Hannah and Jess told me they’d lock themselves in our frat-themed conference room until they had a stroke of brilliance. Minutes after returning to the office, out of the corner of my eye, I saw them huddling over our keg-table, focusing like they were studying for finals. One hour later, the “aha” moment happened. We would name our company WayUp.

Now we just needed a logo.

Interns > Branding Agency

I rushed to Campus Job to post a job for a logo designer, and that’s how I found Molly. We hired her on the spot, and within days, she showed me five options.

wayup formerly campus job

I printed them out, walked around the streets of New York harassing anyone with a backpack and found that the crowd favorite was also my team’s favorite.

And so it happened. All in a matter of one week, we had a name and logo.

But now what?

We purchased the domain (PG — I hear you!) for not too much money. We also hired our favorite film students, Eric and Gregory (who we also hired on Campus Job), to fly out to meet us in NYC for a renaming video. We then ordered swag (snap bracelets!) and our engineers made sure to swap out all of the crests on our site for paper airplanes.

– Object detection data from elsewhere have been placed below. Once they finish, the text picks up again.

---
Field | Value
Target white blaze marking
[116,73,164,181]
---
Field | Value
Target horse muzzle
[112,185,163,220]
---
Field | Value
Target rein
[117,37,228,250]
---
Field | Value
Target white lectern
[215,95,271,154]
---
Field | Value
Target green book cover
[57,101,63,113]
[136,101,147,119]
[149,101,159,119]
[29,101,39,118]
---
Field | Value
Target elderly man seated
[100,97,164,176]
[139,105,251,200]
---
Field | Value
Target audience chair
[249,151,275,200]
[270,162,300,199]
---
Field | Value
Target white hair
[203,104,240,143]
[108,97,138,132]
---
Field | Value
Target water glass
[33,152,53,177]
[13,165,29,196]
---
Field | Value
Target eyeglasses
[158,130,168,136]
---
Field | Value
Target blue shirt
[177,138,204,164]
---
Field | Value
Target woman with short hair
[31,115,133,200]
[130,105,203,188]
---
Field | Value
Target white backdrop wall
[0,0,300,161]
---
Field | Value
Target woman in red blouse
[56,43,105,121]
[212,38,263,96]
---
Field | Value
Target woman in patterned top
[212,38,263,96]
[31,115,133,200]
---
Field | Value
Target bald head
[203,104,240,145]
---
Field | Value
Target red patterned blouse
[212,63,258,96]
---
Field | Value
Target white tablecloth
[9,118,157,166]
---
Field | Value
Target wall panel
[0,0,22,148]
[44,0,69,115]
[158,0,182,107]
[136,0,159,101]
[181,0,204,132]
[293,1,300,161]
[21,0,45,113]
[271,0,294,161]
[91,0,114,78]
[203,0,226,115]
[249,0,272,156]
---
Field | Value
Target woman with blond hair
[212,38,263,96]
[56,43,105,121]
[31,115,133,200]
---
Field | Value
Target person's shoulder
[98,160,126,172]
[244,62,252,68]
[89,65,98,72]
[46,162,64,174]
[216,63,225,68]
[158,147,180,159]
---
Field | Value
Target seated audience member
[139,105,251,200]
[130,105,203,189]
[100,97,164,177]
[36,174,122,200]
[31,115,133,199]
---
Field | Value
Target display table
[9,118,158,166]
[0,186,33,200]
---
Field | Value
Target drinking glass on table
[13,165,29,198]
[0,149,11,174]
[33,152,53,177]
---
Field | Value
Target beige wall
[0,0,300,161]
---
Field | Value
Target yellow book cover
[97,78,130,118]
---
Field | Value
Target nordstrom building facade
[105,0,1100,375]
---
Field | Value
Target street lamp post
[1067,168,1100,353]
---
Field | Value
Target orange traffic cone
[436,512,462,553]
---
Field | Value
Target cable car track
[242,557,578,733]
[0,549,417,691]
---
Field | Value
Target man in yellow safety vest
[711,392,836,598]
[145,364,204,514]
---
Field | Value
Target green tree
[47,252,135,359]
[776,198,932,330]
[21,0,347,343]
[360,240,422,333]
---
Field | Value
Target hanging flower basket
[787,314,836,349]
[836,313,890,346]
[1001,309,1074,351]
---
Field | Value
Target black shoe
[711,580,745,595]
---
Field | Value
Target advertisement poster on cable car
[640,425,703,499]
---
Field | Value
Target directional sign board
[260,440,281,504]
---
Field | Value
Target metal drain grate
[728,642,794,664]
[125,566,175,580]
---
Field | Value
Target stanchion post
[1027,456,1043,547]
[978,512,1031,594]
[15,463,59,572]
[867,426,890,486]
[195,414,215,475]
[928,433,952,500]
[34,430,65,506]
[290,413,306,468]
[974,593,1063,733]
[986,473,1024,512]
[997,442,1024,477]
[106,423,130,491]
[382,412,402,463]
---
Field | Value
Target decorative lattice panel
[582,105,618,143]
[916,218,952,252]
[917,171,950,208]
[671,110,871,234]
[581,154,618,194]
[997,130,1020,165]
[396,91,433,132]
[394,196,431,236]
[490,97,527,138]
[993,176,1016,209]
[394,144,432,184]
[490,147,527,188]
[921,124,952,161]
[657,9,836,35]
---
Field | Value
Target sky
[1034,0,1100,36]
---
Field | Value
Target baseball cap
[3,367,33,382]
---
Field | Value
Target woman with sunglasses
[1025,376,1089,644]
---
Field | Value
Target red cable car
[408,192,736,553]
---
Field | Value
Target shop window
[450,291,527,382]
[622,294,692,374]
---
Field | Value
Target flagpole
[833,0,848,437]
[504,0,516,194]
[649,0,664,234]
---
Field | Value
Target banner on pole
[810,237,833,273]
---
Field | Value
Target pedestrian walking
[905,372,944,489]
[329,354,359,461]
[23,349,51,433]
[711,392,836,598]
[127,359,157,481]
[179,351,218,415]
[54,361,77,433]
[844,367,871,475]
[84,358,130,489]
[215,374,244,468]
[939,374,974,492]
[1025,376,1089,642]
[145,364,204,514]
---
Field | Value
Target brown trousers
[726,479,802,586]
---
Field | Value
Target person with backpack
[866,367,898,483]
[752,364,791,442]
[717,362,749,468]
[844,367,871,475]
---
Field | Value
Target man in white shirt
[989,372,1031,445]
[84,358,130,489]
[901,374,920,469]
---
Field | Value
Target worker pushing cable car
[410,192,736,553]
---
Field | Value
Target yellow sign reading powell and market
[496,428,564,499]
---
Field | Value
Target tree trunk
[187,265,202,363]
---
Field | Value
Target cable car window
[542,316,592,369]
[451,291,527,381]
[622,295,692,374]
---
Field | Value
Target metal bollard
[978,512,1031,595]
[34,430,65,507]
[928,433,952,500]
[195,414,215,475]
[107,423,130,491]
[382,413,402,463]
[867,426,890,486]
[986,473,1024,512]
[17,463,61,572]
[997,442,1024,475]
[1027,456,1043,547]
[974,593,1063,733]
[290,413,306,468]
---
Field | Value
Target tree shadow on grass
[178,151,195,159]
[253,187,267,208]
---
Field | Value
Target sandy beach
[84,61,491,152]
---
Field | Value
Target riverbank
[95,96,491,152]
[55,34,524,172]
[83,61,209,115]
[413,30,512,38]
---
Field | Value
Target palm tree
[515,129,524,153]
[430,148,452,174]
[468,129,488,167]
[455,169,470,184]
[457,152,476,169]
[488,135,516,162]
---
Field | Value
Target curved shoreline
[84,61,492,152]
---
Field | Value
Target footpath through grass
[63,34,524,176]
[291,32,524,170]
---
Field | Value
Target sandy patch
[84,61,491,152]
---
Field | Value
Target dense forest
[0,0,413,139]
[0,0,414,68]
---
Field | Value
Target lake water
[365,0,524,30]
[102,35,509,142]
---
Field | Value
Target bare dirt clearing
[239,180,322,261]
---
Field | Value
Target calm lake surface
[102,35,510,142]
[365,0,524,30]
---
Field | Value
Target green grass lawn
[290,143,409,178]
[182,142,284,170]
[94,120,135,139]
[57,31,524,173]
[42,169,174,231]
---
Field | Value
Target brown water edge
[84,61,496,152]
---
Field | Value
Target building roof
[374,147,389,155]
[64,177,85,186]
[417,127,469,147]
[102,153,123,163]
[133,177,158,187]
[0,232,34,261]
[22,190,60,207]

                                                  

But seriously, now what?

Well, we move on. We’ll change the color scheme on our site and buy a new sign for our office, but other than that, we’ll keep on keepin’ on over here at WayUp, the same way we had before, just under a different banner. We’re focusing on continuing our growth (psst, we’re hiring!) while getting jobs for as many students as possible. While we have helped thousands of students around the country already, we still have a looong way to go, but if there’s one thing I know, it’s that we’re on our WayUp.